L’APFC et le NCASI ont coordonné les réponses de l’ensemble du secteur aux consultations fédérales et aux demandes d’information sur les substances perfluoroalkyliques et polyfluoroalkyliques (SPFA). Dans le cadre de l’approche de gestion des risques proposée par le gouvernement, l’APFC et le NCASI ont fait des commentaires conjoints soulignant la nécessité que la politique soit axée sur l’élimination progressive des SPFA ajoutés intentionnellement, plutôt que sur les concentrations résiduelles ou à l’état de traces. La soumission a également souligné l’importance de délais de transition flexibles et de solutions de rechange éprouvées pour soutenir la sécurité des opérations des scieries. En décembre 2025, l’APFC et le NCASI ont fait des commentaires sur la proposition d’interdire les SPFA dans les mousses extinctrices, qui ne sont actuellement pas réglementées au Canada, préconisant une mise en œuvre pratique et des directives claires pour le secteur. En 2026, l’APFC va continuer à collaborer avec le NCASI et à participer activement aux consultations gouvernementales sur la gestion des produits chimiques.
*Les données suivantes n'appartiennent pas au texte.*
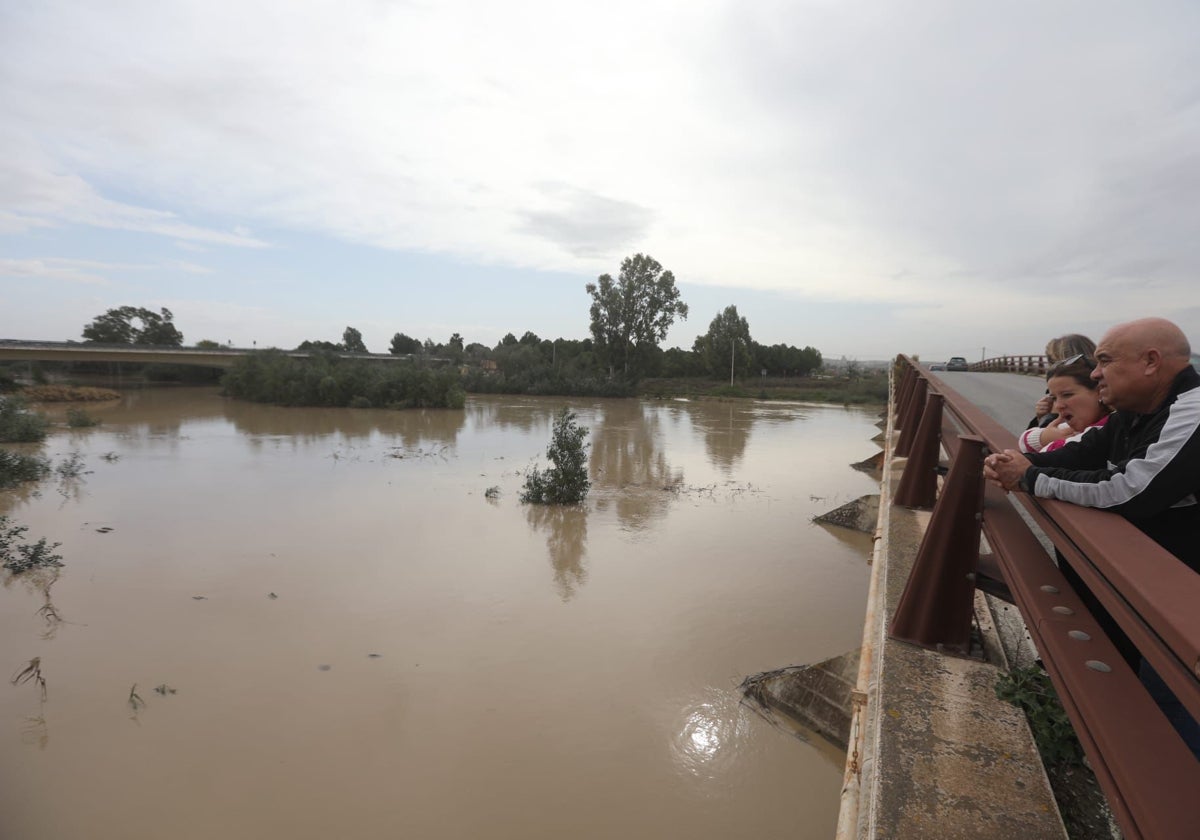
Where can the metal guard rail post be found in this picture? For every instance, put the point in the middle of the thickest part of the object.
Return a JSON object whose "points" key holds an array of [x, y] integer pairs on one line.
{"points": [[1146, 772]]}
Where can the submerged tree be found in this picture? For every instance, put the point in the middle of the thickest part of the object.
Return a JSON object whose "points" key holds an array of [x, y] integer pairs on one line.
{"points": [[633, 313], [567, 481]]}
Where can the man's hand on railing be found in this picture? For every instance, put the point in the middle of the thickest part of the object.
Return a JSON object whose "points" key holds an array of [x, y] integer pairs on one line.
{"points": [[1006, 469]]}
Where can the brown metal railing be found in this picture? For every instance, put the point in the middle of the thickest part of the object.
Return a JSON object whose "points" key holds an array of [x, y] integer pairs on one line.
{"points": [[1147, 773], [1026, 364]]}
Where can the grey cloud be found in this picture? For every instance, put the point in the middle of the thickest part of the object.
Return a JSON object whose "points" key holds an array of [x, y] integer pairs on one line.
{"points": [[587, 225], [1011, 141]]}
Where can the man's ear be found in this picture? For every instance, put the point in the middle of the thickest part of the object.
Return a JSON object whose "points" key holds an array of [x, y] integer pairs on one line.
{"points": [[1153, 361]]}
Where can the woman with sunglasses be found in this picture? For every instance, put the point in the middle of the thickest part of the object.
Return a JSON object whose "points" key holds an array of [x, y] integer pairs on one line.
{"points": [[1075, 402], [1063, 347]]}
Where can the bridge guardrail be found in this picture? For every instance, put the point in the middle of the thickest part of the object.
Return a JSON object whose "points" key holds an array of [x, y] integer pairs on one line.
{"points": [[1032, 365], [1147, 773]]}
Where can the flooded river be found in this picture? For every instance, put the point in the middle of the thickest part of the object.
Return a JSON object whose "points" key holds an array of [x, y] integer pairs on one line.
{"points": [[352, 637]]}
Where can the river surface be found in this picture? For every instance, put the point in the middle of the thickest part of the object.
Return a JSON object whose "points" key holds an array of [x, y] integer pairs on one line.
{"points": [[354, 639]]}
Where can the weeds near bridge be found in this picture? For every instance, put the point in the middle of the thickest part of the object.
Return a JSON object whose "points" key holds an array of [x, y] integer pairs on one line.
{"points": [[72, 467], [18, 424], [1030, 690], [18, 556], [17, 468], [567, 481], [78, 418]]}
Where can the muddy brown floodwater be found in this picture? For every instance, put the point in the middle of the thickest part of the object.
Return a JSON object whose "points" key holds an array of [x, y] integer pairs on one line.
{"points": [[352, 639]]}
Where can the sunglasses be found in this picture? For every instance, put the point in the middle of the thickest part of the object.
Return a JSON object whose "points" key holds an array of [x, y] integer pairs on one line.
{"points": [[1074, 360]]}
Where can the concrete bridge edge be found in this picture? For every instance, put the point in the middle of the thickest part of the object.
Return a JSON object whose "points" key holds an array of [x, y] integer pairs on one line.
{"points": [[933, 751]]}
En 2025, l’APFC a été désignée parmi les 20 meilleurs endroits où travailler à Ottawa, une reconnaissance qui témoigne de son engagement envers une culture de travail positive et axée sur la performance. Les membres de l’équipe décrivent de façon constante l’APFC comme un milieu de travail collaboratif et soutenant, caractérisé par un leadership accessible et de réelles possibilités de développement. De nouvelles initiatives en matière de rétroaction, d’accueil et de développement professionnel, combinées à des programmes de mieux‑être continus, ont contribué à renforcer l’engagement du personnel. Cette reconnaissance confirme la volonté de l’APFC de créer un environnement où l’équipe s’épanouit et où l’organisation génère une valeur durable pour ses membres et pour le secteur.

En juillet, les équipes de l’APFC et du Conseil canadien du bois ont visité les scieries Domtar et LP à Maniwaki, au Québec. Cette expérience pratique a donné au personnel une occasion unique d’observer directement les opérations, lui permettant de mieux comprendre le secteur et le dévouement des gens qui travaillent sur le terrain. Nous continuons à renforcer notre solide culture d’équipe par des environnements de travail collaboratifs, des possibilités de croissance et de perfectionnement, des activités sociales et un engagement communautaire.